Nelly Korda reclaims the throne with a wire-to-wire masterclass at the 2026 Chevron Championship.
There was never really any doubt
From the moment Nelly Korda striped her opening tee shot at Memorial Park Golf Course on Thursday morning, the 2026 Chevron Championship had all the hallmarks of a coronation. By Sunday afternoon in Houston, that's exactly what it was. A dominant, five-shot, wire-to-wire victory that handed Korda her third major title, her second Chevron championship in three years, and a return to the No. 1 ranking in the world.
Korda came into the week on a quiet mission.

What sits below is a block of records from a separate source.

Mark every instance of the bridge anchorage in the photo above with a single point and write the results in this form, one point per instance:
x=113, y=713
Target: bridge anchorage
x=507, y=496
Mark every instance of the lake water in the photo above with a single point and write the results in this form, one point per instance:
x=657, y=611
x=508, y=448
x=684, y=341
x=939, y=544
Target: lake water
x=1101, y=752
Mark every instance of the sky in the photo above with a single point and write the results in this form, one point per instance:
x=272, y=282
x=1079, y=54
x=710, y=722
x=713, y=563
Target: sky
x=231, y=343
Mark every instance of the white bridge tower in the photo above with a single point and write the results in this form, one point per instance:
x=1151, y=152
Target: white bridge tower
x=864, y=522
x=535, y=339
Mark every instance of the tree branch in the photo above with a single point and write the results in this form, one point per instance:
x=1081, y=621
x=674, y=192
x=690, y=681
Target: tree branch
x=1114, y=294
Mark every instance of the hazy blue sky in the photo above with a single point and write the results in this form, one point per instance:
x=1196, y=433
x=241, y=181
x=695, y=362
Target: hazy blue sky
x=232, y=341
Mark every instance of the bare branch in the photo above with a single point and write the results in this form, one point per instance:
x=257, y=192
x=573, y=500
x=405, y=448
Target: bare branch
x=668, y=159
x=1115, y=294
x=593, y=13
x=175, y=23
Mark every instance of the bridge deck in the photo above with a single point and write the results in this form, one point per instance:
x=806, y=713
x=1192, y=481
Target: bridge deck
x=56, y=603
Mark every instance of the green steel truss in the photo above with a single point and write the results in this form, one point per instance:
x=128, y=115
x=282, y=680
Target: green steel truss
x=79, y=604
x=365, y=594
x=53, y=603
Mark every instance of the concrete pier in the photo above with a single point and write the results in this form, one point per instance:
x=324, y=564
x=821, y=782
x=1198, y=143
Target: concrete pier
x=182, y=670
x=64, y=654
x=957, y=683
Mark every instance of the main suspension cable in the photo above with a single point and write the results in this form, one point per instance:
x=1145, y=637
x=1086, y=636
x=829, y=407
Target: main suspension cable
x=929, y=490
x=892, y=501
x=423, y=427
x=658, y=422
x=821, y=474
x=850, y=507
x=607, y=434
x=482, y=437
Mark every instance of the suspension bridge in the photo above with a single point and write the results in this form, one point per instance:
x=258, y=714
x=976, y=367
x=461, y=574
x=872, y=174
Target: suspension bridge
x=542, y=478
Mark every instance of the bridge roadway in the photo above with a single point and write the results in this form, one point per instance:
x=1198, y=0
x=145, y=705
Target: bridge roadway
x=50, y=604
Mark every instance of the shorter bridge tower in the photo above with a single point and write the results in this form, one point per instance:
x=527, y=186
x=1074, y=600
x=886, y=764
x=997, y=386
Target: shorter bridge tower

After a confounding 2025 season where she went winless despite elite stats, she arrived in Texas having already won the season opener in January and posted runner-up finishes in each of her next three starts. She was, in every sense, ready to break through. The stage was set like a Main Event. Crowds and audiences tuned in to watch the next checkpoint in Korda’s career.
Opening rounds of 65-65 gave Korda a six-shot lead at the halfway mark, the largest 36-hole lead not just at the Chevron Championship. That 36-hole total of 130 became the lowest ever recorded at an LPGA major. Although a pair of 70s over the weekend slowed the pace, her lead dipped no lower than four shots on Sunday, and she walked off the 72nd green at 18 under par.
The Putter That Changed Everything
Equipment changes rarely tell the whole story, but in Korda's case, “what's in the bag” deserves serious attention. After spending much of 2025 cycling through a TaylorMade Spider Tour X mallet and various Scotty Cameron models with mixed results, Korda enters Major Season 2026 with a blade-style SC Tour Prototype similar to the putter she used during her dominant 2024 campaign, when she won seven times.
A familiar, custom blade style, was the key.
Her putts seemed to pour in the cup in a different way than earlier this year. The pacing and pure strikes were key to delivering clutch putt after clutch putt.
Through 36 holes in Houston she took just 51 putts, consistently rolling the ball into the center of the cup with an ease that felt genuinely different from the version of Korda who grinded through 2025.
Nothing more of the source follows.